LinearProgramming
LinearProgramming[c,m,b]
finds a vector x that minimizes the quantity c.x subject to the constraints m.x≥b and x≥0.
LinearProgramming[c,m,{{b1,s1},{b2,s2},…}]
finds a vector x that minimizes c.x subject to x≥0 and linear constraints specified by the matrix m and the pairs {bi,si}. For each row mi of m, the corresponding constraint is mi.x≥bi if si==1, or mi.x==bi if si==0, or mi.x≤bi if si==-1.
LinearProgramming[c,m,b,l]
minimizes c.x subject to the constraints specified by m and b and x≥l.
LinearProgramming[c,m,b,{l1,l2,…}]
minimizes c.x subject to the constraints specified by m and b and xi≥li.
LinearProgramming[c,m,b,{{l1,u1},{l2,u2},…}]
minimizes c.x subject to the constraints specified by m and b and li≤xi≤ui.
LinearProgramming[c,m,b,lu,dom]
takes the elements of x to be in the domain dom, either Reals or Integers.
LinearProgramming[c,m,b,lu,{dom1,dom2,…}]
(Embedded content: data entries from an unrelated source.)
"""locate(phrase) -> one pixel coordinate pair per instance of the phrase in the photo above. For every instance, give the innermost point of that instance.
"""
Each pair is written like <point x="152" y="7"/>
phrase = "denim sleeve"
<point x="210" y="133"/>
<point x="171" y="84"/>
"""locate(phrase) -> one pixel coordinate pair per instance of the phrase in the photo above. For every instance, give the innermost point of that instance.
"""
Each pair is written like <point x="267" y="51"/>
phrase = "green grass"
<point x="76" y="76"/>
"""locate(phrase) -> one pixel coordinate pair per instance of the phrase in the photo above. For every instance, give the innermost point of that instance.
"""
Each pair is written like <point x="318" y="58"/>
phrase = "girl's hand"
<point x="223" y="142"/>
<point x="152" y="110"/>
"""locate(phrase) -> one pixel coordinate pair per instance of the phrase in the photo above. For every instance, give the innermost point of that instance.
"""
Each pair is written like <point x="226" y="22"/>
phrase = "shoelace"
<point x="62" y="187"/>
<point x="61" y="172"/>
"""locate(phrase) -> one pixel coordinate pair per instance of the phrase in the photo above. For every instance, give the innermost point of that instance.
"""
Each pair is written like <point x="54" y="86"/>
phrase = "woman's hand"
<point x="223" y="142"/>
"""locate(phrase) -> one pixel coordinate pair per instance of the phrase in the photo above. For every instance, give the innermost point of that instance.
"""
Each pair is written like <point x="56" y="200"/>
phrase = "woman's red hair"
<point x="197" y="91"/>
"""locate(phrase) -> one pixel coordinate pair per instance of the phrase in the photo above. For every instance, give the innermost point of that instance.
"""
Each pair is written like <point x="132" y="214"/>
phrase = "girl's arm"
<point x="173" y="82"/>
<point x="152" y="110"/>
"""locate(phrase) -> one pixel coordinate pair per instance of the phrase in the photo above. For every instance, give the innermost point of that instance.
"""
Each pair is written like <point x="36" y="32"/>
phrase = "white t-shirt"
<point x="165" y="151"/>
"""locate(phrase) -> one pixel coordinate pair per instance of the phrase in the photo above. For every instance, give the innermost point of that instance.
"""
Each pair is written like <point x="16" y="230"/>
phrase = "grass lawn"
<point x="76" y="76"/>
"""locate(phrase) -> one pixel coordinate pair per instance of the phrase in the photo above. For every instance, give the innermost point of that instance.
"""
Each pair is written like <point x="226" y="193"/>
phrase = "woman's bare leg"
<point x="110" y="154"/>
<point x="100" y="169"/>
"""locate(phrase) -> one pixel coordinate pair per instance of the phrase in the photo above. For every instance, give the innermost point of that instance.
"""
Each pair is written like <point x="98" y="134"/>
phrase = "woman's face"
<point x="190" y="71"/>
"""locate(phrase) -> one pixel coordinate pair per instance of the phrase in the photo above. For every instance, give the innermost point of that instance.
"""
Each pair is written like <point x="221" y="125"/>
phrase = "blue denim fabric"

takes xi to be in the domain domi.
Details and Options

- All entries in the vectors c and b and the matrix m must be real numbers.
- The bounds li and ui must be real numbers or Infinity or -Infinity.
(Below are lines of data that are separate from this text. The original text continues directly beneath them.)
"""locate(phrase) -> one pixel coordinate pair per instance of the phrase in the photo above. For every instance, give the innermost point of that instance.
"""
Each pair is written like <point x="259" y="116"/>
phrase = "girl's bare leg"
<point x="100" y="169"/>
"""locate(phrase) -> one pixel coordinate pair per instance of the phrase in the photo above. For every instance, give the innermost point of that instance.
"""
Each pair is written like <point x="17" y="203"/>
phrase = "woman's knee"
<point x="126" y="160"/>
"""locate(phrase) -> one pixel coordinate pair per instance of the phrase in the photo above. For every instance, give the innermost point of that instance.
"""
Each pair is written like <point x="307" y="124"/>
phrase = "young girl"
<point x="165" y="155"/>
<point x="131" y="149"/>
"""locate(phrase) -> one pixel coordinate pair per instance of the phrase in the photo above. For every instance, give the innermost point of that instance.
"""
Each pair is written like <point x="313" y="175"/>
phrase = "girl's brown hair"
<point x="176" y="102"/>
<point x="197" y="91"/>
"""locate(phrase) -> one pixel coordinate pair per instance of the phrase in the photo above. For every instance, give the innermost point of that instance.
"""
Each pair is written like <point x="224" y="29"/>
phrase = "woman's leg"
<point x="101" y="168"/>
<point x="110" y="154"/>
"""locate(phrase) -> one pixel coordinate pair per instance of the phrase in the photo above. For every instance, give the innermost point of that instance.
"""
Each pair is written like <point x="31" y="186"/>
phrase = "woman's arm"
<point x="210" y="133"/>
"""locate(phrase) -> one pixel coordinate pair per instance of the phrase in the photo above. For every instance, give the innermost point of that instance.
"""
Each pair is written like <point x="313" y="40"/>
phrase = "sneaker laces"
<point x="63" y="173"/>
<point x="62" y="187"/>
- None is equivalent to specifying no bounds.
- LinearProgramming gives exact rational number or integer results if its input consists of exact rational numbers.
- LinearProgramming returns unevaluated if no solution can be found.
- LinearProgramming finds approximate numerical results if its input contains approximate numbers. The option Tolerance specifies the tolerance to be used for internal comparisons. The default is Tolerance->Automatic, which does exact comparisons for exact numbers, and uses tolerance
for approximate numbers.
- SparseArray objects can be used in LinearProgramming.
- With Method->"InteriorPoint", LinearProgramming uses interior point methods.